Michael discussed his work in conversation with renowned journalist Mike White.

The sessions, Better the Blood and Telling Crucial Stories for Page and Screen, delved into both his latest novel, as well as his work bringing the case of wrongfully convicted murderer, Teina Pora, to the public eye.

“Telling Teina’s story was something that took over my career for the best part of a decade.

“It was a story I wish I never had to tell; the story of a young Māori man betrayed by a scandalously inept and profoundly flawed justice system.

“I made a documentary about

Teina’s story, I co-wrote and directed a dramatic feature, and I wrote In Dark Places, a non-fiction novel. Looking back on all three works, there’s fire and anger bubbling just beneath the surface – Teina became a close friend of me and my family, and what happened to him devastates me to this day,” Michael says.

“There is absolutely a direct shining line between telling Teina’s real-life story, and the writing of my first fiction novel, Better The Blood.

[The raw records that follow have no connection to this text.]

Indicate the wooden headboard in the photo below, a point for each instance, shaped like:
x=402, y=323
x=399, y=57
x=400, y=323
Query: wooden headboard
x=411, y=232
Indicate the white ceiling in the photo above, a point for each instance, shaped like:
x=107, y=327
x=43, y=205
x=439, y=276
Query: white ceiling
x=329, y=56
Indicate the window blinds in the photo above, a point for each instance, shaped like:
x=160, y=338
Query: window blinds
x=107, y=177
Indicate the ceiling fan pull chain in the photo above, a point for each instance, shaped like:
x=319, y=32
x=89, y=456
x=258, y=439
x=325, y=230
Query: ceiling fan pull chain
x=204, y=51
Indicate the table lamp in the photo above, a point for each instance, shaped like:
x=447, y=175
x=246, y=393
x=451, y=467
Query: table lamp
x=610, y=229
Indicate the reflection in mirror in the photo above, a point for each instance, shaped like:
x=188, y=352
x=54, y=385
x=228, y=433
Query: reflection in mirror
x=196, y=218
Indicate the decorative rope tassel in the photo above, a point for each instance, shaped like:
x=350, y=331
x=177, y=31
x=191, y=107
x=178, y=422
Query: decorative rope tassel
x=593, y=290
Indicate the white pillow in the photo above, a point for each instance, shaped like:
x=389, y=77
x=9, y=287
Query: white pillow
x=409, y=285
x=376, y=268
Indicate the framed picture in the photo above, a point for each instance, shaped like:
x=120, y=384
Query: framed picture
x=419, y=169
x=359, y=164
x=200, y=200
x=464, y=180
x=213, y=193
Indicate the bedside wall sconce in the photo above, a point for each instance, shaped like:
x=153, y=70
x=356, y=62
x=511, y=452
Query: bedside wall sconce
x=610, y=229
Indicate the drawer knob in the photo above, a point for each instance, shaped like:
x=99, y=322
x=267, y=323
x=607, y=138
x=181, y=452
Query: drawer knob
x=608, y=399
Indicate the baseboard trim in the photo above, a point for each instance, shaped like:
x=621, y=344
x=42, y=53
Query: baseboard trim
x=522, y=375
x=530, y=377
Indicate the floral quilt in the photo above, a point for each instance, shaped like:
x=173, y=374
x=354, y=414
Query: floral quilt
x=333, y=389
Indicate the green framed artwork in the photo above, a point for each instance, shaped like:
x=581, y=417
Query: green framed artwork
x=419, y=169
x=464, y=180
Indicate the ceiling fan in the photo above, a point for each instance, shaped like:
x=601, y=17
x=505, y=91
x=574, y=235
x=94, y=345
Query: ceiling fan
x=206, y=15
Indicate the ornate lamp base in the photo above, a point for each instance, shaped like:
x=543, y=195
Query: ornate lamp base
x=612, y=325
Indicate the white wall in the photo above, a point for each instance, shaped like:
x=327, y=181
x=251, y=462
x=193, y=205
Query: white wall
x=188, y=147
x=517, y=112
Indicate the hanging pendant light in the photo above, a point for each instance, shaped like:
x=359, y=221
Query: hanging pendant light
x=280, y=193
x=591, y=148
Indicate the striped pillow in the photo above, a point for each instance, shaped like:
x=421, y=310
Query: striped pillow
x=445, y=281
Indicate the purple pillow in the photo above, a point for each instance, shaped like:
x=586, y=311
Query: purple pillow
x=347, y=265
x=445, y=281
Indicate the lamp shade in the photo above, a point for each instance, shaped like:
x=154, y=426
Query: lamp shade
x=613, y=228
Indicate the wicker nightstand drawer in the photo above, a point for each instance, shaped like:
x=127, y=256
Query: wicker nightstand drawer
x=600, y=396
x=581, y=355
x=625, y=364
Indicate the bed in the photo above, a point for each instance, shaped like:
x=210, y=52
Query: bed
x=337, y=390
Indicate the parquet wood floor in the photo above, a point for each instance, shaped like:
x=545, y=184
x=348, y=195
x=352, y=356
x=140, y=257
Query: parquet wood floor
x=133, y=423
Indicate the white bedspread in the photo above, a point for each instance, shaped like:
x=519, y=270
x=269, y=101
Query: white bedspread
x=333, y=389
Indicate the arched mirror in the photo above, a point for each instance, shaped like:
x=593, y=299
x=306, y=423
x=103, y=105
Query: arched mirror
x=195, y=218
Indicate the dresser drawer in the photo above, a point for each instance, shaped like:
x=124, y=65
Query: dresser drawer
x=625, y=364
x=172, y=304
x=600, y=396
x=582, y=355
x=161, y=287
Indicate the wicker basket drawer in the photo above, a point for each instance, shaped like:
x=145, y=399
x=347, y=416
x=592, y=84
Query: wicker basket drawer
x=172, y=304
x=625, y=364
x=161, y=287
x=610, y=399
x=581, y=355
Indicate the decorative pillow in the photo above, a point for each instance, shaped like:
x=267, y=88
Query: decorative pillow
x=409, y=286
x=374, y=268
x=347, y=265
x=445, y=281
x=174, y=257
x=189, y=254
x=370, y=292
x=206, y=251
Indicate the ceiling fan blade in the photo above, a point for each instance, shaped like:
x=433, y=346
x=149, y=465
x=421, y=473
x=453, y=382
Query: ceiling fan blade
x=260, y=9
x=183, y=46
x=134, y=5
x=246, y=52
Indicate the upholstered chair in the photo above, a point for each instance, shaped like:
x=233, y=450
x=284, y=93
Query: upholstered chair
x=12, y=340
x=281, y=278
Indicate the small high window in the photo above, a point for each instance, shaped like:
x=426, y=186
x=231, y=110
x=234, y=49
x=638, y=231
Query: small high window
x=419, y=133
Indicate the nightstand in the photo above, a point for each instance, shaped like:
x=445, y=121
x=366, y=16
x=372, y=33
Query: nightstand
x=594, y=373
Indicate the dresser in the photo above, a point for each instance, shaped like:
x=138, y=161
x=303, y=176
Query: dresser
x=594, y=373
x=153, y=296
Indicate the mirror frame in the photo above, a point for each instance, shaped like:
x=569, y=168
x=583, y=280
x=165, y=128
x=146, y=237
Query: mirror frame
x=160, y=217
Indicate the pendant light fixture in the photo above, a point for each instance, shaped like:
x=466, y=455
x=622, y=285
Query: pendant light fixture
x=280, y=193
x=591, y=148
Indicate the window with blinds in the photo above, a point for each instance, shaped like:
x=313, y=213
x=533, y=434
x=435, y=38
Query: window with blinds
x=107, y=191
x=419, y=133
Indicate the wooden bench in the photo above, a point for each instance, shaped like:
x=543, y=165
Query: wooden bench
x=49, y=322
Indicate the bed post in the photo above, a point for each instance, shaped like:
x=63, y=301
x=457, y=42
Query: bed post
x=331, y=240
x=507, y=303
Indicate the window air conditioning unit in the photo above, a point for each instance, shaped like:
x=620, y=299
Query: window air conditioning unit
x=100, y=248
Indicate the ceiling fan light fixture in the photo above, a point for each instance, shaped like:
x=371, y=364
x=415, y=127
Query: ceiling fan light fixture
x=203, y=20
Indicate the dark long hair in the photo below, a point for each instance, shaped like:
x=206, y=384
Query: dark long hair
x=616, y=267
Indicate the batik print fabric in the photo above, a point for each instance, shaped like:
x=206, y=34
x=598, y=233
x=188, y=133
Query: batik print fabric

Writing In Dark Places was about unpeeling and laying bare the real and awful and ongoing issues with the justice system’s treatment of Māori, as exemplified and made tangible in the tragedy of Teina Pora; with Better The Blood, I could use fiction- al thriller storytelling to explore equally urgent and difficult issues that I believe we should be talking about.”

Better the Blood had nine translations confirmed before going on sale anywhere in the world, described as ‘the first crime thriller about a Māori detective, written by a Māori author’.

“I think, and hope, that the interest in the book here and internationally reflect that this is a time when the voices of indigenous storytellers are being not only heard but actively sought.

“And I also hope that this is a time when we are starting to embrace the need to understand and deal with our past in order to ever truly move forward,” Michael says. Session host Mike White, himself an investigative journalist with an interest in crime and justice, says Michael’s sessions were a highlight for festival attendees.

“Michael Bennett is simply an exceptional storyteller.

“His work across books, TV and movies has been remarkable, and he tells the stories of those we’d often not know about,” he says.

To see a crime thriller make the Ockham awards shortlist is almost unprecedented, Mike says.

“But [Better the Blood] is much more than a cop-on-the-killer’strail book, with Michael’s own experiences in the real-life world of crime, justice and injustice filling its pages, and filling our heads with truly challenging questions,” he says.

“His own story is incredible, and I think audiences at this year’s Marlborough Book Festival will come away thinking his sessions were the highlight of their weekend … we’re incredibly lucky to have him at this year’s festival.”